Vi una película de terror, con una pizza y Coca-Cola, exactamente como lo hacía hace años. Comiendo en la cama. Era el mejor plan. Hasta ahora mi abuela se mata de risa de que la hice ver El Señor de los Anillos como 50 veces cuando mis papás salían y ella se quedaba cuidándome. Creo que hasta se había aprendido el diálogo de memoria. Hasta ahorita, veo por lo menos una vez al año la trilogía, la versión extendida. En fin, esa noche dormí ligeramente asustado. Me metí en el papel. Me pareció escuchar que me llamaban desde el primer piso, creí escuchar el piano y recordaba mis miedos de niño. A veces pensaba —no te miento, hasta lo veía— que un monstruo me perseguía; era una quimera de los villanos de ficción que había visto. También, en uno de los pequeños estantes de mi cuarto me imaginaba —también al punto de creer que la veía— a una bailarina de ballet diminuta dando vueltas en su pequeño cuadrilátero de madera.

Aparte de esas pequeñas leyendas personales, las casas tienen su propia mitología o algo similar.

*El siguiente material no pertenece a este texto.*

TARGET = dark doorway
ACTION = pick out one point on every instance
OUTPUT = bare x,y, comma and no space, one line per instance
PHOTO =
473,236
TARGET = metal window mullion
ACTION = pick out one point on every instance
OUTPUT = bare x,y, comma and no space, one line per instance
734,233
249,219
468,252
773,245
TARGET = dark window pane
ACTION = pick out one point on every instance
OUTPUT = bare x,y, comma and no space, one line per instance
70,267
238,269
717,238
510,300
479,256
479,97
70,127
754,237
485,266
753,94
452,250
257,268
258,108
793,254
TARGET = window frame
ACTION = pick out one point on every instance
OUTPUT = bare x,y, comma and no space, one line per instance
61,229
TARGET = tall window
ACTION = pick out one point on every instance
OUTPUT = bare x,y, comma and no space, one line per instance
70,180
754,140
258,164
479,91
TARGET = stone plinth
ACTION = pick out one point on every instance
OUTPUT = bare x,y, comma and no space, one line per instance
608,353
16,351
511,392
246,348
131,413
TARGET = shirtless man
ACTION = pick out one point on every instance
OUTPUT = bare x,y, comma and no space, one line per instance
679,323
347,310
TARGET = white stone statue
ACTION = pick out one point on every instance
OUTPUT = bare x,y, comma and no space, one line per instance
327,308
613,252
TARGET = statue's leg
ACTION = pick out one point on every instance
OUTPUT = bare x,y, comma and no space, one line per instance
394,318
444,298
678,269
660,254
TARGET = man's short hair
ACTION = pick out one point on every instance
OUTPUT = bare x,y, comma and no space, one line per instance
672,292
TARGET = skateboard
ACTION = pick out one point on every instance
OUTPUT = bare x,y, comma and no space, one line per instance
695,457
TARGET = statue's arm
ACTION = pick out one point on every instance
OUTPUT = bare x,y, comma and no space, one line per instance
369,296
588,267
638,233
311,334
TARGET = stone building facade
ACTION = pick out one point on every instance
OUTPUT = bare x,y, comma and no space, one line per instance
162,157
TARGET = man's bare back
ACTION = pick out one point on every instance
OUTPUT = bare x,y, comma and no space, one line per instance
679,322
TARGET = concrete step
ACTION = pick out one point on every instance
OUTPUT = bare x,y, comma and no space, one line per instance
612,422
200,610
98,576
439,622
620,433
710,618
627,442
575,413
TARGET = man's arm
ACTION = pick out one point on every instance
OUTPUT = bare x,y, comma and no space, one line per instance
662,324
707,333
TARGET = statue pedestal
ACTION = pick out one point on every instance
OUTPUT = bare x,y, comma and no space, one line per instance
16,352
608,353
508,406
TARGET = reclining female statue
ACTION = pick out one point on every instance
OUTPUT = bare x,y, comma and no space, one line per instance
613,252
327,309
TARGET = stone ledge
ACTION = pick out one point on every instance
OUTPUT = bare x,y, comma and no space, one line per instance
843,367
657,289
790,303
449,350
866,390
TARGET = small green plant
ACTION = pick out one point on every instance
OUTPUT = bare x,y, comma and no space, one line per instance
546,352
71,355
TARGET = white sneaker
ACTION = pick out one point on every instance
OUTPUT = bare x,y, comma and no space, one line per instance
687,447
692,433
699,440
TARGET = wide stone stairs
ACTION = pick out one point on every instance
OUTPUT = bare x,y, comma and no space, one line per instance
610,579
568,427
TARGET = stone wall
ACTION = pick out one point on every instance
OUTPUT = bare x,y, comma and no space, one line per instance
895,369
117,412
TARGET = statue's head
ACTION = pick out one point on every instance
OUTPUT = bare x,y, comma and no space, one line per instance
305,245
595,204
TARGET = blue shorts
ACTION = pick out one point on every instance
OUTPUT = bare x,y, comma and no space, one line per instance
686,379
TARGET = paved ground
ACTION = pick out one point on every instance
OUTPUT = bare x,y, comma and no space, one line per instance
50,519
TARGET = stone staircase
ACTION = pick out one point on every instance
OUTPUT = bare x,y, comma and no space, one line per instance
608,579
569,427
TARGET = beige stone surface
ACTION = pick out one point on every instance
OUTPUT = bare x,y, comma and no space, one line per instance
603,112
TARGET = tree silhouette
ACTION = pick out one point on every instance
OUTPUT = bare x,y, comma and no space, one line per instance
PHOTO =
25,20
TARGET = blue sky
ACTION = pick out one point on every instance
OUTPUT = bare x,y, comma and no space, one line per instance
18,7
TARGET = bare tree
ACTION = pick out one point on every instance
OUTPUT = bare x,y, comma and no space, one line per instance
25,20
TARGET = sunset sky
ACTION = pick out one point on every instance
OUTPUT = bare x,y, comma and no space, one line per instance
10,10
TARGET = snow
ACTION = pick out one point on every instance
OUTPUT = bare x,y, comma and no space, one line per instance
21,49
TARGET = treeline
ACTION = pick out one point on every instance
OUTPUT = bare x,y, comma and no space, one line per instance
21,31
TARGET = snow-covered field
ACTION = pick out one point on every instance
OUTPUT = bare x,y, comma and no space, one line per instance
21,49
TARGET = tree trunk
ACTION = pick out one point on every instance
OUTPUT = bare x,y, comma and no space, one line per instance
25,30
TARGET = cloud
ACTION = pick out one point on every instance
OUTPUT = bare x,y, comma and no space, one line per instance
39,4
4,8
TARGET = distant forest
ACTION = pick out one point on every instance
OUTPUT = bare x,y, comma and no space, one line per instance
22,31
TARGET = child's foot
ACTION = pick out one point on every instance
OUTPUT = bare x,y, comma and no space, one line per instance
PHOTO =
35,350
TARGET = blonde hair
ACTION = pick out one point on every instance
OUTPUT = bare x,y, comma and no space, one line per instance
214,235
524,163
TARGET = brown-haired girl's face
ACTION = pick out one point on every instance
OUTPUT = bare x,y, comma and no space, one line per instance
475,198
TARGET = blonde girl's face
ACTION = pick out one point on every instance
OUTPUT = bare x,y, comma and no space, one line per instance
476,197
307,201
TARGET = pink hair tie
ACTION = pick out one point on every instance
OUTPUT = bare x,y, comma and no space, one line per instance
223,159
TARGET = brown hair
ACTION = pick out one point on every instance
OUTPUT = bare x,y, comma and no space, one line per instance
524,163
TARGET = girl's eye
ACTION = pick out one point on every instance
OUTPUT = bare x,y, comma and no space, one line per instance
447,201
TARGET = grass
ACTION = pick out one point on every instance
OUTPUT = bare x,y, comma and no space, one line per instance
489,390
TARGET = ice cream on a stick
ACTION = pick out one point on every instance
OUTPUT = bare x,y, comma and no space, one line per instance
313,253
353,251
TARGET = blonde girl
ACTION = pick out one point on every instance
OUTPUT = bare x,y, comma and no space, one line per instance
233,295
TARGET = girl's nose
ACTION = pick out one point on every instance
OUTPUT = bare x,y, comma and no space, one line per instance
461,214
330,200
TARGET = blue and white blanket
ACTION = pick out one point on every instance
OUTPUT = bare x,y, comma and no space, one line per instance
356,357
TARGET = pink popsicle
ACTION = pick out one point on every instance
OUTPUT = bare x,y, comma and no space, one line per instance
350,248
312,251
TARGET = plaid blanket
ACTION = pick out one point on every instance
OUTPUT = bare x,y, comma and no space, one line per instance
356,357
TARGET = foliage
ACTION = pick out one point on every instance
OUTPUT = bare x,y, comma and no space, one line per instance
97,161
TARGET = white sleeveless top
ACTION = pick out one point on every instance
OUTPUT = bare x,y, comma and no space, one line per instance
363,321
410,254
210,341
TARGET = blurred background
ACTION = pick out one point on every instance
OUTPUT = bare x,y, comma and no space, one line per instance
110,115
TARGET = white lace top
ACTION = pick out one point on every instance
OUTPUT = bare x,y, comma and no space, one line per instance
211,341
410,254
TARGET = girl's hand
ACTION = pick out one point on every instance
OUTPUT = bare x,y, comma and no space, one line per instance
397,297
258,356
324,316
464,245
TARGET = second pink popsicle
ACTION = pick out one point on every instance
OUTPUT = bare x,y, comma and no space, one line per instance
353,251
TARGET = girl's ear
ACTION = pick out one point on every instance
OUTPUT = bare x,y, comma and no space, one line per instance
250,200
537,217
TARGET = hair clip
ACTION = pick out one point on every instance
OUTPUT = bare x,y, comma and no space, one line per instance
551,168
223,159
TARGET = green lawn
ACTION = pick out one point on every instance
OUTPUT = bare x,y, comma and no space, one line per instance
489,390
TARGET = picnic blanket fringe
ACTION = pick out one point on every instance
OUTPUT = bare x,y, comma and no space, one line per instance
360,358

Sobre todo entre hermanos que no se llevan muchos años y crean un mundo mágico colectivo, y el miedo nunca escapa de estos terrenos. Como toda cultura, en este caso en micro, existen guardianes, y en nuestro caso eran nuestros perros. El más emblemático, Max, un pastor alemán gigantesco que visitaba cada cuarto de la casa antes de dormir para luego echarse a mis pies encima de mi cama.

Había 3 pilares estructurales de la casa para nuestro pequeño mito. Teníamos un cuarto de juego, donde aparentemente nuestros padres nos cedieron ese espacio y podíamos hacer lo que queríamos ahí. Jugábamos con infinitos muñecos, juegos de cartas, ya sean de Magic o de Yu-Gi-Oh!. En un momento fue cuarto de ping-pong. Luego estaba todo pintado y garabateado por nosotros mismos y amigos cuando era el spot de nuestras primeras fiestas o reuniones. También fue el taller de mi hermano y, mucho después, mi último cuarto que hasta ahora se mantiene ahí. Es algo importantísimo que los niños tengan su propio espacio, y en nuestro caso tuvimos la suerte de que fuera un cuarto completo. Era nuestro santuario y guarida.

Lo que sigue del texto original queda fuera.